Publié le par hugambrules

A l’image de Malik Oussekine, on se souviendra longtemps de Remy Fraise. De la même manière que le crime commis par les voltigeurs (à moto avec une batte de base-ball) de Pasqua, la mort de Rémi Fraisse est aussi une conséquence inévitable de la politique d‘exacerbation des tensions. Les promoteurs du barrage et les pouvoirs politiques ayant tout fait pour hâter le pas.

Le style de démarche « gros bras » s’est parfaitement illustré lors l’étape du déboisement du site. La fédération France Nature Environnement avait saisi le Tribunal administratif pour bloquer sa réalisation. Aussitôt, l’organisme chargé de l’ouvrage et les pouvoirs publics ont conjointement déployé massivement machines et gendarmes mobiles, de façon à nettoyer la zone de ses opposants et à couper les arbres à marche forcée. Le timing était précis : le déboisement était achevé quelques heures avant que le Tribunal administratif ne rende son avis.

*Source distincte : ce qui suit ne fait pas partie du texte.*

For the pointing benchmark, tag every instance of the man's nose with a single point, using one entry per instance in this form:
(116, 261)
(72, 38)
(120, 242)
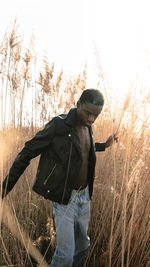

Même en cas de jugement défavorable, il aurait été trop tard... Autre fait édifiant : lors de la manifestation festive et joyeuse du 25 octobre, il ne restait aucun engin sur le chantier, et donc strictement rien à protéger par les gendarmes. La fête organisée sur le site par les opposants ne comportait aucun risque d’aucune sorte, puisqu’elle n’était pas en ville et qu’il n’y avait rien à détruire ou dégrader. Rien, strictement rien, ne justifiait la présence de gendarmes, et encore moins une présence aussi massive et agressive. Rien sauf... la volonté de pousser les opposants à réagir et de provoquer des violences. Dans ces circonstances, la mort de Rémi Fraisse alors qu’il fuyait une charge de gendarmerie, tué par une grenade offensive encore utilisée abusivement, n’est pas un hasard mais le résultat d’un processus révoltant.

En guise d’oraison pour Rémi Fraisse, le président du Conseil général du Tarn, a eu des mots qui resteront dans les annales : « Mourir pour des idées, c’est une chose, mais c’est quand même relativement stupide et bête ». Transmis à Jean Moulin, Guy Môquet, Manouchian, Jean Jaurès ou aux dizaines de milliers de Résistants, ces paroles peuvent être apparenté à des insultes et mais dans la bouche d'un notable socialiste, ces parole ne sont juste que la confirmation d'une chose bien acquise: Vivre et faire carrière sans idéal avec le PS, c’est une aubaine, et c’est très répandu. En témoigne le fait que la grande majorité des 130 000 adhérents du Parti socialiste ne le sont que parce qu’ils sont élus ou espèrent l’être, ou d’après l’attitude des élus après leurs mandats qui ne reprennent plus leur carte.